[G]iven the current circumstances, any responsible Government would at present practically freeze new permits for drilling with extreme parameters and conditions. This can mean de facto a moratorium on new drills until the causes of the accident are known and corrective measures are taken for such frontier operations as the ones carried out by the Deepwater Horizon.
He also called on EU member states to enforce regulations that are currently in place and to authorize new regulations where necessary in order to prevent any future oil spills. Oettinger is scheduled to meet [Reuters report] with both oil company executives and a panel of regulatory supervisors on Wednesday to discuss potential regulations and changes in the EU deepwater drilling protocol.

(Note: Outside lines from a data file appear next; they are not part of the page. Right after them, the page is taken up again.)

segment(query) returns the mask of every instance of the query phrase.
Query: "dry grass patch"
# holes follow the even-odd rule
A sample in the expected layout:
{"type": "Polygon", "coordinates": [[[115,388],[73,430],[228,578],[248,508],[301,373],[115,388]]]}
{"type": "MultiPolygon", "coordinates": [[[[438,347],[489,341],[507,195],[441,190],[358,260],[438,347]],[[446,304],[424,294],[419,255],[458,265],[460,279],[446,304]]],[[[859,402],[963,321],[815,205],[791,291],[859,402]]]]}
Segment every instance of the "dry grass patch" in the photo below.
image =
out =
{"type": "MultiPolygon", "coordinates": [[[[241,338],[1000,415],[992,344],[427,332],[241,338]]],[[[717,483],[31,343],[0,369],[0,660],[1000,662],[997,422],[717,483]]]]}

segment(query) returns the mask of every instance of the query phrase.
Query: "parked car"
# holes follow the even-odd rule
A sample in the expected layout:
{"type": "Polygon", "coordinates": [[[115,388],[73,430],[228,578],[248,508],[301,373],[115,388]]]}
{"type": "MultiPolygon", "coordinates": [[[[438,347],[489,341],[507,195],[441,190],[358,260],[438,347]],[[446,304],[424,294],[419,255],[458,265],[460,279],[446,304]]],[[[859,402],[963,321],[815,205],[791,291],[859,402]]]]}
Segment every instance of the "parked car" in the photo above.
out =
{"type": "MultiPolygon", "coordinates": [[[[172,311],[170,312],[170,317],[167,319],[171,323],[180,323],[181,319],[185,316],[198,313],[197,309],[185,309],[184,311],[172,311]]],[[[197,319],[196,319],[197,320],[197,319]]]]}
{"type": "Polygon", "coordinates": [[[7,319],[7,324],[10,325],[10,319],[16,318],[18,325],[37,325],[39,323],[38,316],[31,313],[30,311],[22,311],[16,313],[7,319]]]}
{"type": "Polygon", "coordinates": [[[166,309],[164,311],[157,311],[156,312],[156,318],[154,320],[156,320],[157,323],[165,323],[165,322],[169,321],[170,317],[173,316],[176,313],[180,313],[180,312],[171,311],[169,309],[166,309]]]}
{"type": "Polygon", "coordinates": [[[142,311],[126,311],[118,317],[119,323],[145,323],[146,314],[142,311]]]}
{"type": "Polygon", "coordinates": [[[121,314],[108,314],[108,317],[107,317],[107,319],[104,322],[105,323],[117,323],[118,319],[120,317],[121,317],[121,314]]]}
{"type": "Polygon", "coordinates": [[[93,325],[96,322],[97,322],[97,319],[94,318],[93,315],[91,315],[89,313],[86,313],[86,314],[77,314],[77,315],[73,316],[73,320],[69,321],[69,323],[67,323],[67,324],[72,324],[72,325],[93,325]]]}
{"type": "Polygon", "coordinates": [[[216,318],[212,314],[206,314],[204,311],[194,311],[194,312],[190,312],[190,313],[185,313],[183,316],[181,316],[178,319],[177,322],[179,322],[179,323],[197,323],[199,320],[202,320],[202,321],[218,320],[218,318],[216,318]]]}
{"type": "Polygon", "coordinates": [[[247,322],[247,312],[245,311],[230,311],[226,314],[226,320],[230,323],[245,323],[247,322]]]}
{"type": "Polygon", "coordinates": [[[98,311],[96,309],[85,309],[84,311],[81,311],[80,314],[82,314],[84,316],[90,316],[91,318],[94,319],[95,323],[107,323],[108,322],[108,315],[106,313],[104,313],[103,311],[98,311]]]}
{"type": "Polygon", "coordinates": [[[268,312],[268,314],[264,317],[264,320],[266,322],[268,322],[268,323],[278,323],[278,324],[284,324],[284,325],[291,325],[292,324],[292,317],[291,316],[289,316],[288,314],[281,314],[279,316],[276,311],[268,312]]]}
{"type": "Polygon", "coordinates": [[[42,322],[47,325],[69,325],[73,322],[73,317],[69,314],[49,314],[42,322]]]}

The EU is not the only governing body considering new drilling regulations in light of the BP oil spill. In May, the Obama administration issued a six-month moratorium on deepwater drilling [JURIST report] in US coastal waters. Last month, a federal judge issued a preliminary injunction [JURIST report] against the moratorium on the basis that the ban caused irreparable harm to both the plaintiffs and the public, and that Obama administration considered no alternatives when enacting the broad regulation. The US Department of Justice (DOJ) [official website] requested that a federal appeals court stay the preliminary injunction while they appeal the lower court's ruling, but the court of appeals denied the DOJ's request [JURIST reports] for a stay of the injunction. In June, the UK announced that the government will increase inspection [press release; JURIST report] of North Sea oil rigs and monitoring of offshore compliance and safety standards in response to the BP oil spill. The UK government also established the Oil Spill Prevention and Response Advisory Group [official website] to conduct a review of the country's ability to prevent and respond to oil spills.